Devono poi essere fissati nell’atto costitutivo i criteri e le modalità affinché l’esecuzione dell’incarico professionale conferito alla società sia eseguito solo dai soci professionisti e la designazione del socio professionista sia compiuta dall’utente. La legge stabilisce, infatti, che l'esecuzione dell'incarico professionale conferito alla società professionale va svolto solo dal socio professionista designato dal cliente; in mancanza di questa designazione, la scelta del professionista è effettuata dalla società e deve essere comunicata per iscritto al cliente. Ma sul punto la legge preannuncia un regolamento attuativo del ministro dello Sviluppo economico.
Alla luce della nuova normativa, sono possibili le società multi professionali, anche se resta da capire come reagiranno a questo ampio raggio di libertà gli ordinamenti professionali che oggi impongono incompatibilità tra una professione e l'altra. Il nodo dovrà essere sciolto con un regolamento del ministro dello Sviluppo economico, il quale dovrà anche disporre norme in tema di iscrizione delle Stp negli Albi professionali nonché di applicazione alle Stp del procedimento disciplinare in caso di violazioni deontologiche.
Viene inoltre espressamente disposta dalla nuova disciplina l'incompatibilità con "la partecipazione ad altra società tra professionisti": a riguardo, non facendo la legge distinzioni, si può dedurre che tale divieto sussiste sia per il professionista sia per il socio non professionista.

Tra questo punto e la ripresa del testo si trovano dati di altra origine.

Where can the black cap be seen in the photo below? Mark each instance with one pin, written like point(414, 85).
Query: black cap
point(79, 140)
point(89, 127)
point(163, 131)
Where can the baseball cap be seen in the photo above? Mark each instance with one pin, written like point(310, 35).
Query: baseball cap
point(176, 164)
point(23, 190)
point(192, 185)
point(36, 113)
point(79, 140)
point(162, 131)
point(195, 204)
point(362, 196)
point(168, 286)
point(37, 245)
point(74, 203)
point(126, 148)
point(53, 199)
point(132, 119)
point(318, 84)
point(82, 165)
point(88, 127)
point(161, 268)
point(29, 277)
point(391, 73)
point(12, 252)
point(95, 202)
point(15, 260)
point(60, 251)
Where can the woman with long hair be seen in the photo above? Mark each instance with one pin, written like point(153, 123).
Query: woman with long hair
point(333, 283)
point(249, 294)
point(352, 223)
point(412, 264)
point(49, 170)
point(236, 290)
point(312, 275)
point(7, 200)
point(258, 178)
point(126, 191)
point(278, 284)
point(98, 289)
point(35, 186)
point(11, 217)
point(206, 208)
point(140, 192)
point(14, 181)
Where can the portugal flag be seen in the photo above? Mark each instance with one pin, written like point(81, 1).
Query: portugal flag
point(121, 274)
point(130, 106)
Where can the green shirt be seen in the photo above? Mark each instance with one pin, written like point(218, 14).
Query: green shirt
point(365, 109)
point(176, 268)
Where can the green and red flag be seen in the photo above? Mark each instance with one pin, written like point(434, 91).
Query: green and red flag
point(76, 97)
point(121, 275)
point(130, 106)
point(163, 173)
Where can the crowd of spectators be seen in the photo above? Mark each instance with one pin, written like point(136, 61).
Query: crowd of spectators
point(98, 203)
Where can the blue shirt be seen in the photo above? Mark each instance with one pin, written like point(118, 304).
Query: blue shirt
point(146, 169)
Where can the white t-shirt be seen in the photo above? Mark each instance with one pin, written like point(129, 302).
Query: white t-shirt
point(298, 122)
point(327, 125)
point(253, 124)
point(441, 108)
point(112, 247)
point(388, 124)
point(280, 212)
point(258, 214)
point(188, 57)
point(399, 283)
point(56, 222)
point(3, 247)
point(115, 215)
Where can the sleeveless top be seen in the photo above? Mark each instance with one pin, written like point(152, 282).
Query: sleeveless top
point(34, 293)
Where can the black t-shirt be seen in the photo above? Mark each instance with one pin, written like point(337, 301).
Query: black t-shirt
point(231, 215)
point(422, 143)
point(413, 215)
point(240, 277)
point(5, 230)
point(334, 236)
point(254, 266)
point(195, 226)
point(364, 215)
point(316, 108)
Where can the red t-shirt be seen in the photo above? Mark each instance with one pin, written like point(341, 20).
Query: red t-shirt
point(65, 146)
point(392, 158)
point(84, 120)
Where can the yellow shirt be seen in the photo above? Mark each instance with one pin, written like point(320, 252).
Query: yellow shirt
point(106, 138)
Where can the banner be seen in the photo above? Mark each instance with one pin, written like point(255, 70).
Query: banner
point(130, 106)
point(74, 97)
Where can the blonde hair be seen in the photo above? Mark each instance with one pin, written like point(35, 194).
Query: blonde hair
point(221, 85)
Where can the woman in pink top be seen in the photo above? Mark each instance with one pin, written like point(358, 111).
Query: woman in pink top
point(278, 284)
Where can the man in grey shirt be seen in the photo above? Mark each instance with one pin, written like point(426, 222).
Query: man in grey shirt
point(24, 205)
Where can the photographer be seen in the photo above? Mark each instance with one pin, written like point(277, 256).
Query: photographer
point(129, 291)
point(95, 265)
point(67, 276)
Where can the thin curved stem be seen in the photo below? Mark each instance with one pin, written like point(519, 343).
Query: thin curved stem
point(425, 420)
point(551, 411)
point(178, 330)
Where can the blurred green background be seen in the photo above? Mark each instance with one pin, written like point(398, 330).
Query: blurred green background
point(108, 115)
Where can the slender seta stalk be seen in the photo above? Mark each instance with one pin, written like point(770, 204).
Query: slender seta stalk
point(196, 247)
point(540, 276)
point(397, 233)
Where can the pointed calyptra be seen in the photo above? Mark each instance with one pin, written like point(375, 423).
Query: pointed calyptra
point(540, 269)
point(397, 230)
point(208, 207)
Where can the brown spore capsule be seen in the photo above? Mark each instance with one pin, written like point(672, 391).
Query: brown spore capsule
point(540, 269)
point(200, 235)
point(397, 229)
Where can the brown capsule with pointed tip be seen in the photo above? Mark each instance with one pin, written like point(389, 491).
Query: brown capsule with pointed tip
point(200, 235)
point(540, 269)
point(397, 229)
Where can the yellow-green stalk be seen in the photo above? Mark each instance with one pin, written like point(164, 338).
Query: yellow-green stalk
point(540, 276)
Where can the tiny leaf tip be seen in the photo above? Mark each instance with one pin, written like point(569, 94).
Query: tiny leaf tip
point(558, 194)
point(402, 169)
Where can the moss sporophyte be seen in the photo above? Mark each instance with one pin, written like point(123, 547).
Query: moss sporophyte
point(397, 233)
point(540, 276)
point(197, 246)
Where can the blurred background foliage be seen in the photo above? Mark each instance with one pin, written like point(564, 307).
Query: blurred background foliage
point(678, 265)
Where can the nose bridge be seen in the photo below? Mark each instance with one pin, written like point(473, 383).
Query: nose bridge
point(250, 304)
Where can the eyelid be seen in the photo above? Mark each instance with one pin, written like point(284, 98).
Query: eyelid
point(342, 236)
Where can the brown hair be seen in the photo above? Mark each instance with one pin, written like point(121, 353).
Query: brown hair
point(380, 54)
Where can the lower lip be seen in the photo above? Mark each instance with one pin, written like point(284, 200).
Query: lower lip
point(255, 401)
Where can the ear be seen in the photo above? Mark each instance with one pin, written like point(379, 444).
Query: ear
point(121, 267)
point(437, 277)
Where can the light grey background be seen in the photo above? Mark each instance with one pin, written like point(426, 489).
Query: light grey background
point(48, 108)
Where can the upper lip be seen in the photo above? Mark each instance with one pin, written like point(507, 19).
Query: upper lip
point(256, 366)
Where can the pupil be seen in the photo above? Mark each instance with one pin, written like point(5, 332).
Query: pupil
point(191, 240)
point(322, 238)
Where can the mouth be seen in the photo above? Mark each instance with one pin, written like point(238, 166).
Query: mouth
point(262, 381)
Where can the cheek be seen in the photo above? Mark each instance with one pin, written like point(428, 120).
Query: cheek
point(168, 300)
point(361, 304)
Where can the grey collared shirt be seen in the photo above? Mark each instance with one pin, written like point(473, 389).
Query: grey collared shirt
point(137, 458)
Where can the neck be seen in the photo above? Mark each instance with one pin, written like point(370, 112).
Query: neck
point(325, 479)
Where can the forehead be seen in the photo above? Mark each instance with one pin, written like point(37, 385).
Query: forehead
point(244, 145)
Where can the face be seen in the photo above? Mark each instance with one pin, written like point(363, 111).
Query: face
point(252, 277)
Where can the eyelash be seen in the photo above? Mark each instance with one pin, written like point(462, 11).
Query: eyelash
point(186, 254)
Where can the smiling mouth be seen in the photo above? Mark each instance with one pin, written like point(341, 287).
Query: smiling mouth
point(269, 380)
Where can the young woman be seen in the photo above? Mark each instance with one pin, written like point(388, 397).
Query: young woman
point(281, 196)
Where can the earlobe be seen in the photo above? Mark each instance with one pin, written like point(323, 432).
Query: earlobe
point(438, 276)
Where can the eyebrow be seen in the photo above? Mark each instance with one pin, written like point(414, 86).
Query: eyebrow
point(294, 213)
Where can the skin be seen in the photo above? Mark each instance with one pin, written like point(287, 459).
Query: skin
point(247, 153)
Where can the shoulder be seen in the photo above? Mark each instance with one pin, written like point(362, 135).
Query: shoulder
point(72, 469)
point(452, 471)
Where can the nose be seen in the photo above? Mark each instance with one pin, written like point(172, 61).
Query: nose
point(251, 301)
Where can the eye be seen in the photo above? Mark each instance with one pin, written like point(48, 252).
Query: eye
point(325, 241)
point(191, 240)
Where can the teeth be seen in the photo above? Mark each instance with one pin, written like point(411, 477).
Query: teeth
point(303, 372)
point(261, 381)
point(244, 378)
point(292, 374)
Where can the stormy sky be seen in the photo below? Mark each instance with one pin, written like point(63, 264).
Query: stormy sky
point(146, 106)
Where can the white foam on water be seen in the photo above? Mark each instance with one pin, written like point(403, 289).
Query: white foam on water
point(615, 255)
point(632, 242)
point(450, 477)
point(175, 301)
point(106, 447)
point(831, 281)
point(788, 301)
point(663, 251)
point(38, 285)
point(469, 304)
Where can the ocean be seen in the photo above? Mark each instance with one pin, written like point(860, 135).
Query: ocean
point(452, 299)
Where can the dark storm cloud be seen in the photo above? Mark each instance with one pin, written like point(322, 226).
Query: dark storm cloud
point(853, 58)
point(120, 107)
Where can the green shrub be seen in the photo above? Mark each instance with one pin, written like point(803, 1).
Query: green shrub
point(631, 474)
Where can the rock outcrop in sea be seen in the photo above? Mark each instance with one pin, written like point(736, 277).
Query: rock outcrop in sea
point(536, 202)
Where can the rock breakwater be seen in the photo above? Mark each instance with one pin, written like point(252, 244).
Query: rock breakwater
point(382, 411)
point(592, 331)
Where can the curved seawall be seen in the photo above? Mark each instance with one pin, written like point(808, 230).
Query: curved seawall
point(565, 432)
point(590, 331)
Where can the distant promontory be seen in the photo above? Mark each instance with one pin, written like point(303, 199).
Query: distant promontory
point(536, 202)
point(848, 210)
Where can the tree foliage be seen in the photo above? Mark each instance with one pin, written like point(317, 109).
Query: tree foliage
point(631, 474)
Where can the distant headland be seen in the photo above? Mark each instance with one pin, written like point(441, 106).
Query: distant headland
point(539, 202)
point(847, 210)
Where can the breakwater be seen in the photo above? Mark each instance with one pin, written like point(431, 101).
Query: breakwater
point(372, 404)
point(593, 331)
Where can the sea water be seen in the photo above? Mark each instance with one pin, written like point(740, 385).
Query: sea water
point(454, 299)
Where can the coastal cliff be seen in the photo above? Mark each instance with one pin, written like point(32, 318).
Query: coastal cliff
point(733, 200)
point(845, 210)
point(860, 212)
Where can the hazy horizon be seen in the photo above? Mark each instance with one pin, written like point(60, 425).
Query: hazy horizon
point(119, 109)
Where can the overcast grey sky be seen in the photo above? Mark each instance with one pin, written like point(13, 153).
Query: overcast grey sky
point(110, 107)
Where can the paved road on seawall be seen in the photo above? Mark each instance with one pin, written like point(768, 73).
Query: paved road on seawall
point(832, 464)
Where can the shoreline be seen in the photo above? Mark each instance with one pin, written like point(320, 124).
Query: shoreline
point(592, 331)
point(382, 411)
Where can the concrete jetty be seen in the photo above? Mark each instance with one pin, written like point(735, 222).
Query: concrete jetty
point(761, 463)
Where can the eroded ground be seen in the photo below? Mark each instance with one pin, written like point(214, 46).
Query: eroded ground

Tra gli elementi di criticità della legge n. 183/2011, vi è sicuramente la possibilità per un soggetto radiato dall’ordine per motivi disciplinari di diventare socio di una società di professionisti. Il comma 4 lettera b dell’articolo 10 della predetta norma prevede, infatti ,l'ammissione in qualità di soci, non solo dei professionisti iscritti a Ordini, Albi e Collegi, anche in differenti sezioni, nonché dei cittadini degli Stati membri dell'Unione Europea, purchè in possesso del titolo di studio abilitante, ma anche di “soggetti non professionisti soltanto per prestazioni tecniche, o per finalità di investimento”. Da qui la possibilità per il radiato di diventare socio di una Stp, come socio di capitale, magari in posizione dominante, atteso che la legge, peraltro, tace sulla ripartizione del capitale tra professionisti e non.
Tale possibilità è estremamente pericolosa, atteso che la sanzione della radiazione è prevista in ipotesi di gravi violazione al codice deontologico dell’ordine di appartenenza. Ad esempio, ai sensi del regio decreto n.1578 del 27 novembre 1933 sull’Ordinamento delle Professioni di avvocato e procuratore, importano di diritto la radiazione dagli Albi l'interdizione perpetua dai pubblici uffici o dall'esercizio della professione di avvocato o di procuratore; la condanna per uno dei reati preveduti negli articoli 372, 373, 374, 377, 380 e 381 del codice penale (articolo 42). La radiazione è altresì pronunciata contro l'avvocato o il procuratore che abbia comunque, con la sua condotta, compromesso la propria reputazione e la dignità della classe forense (articolo 41).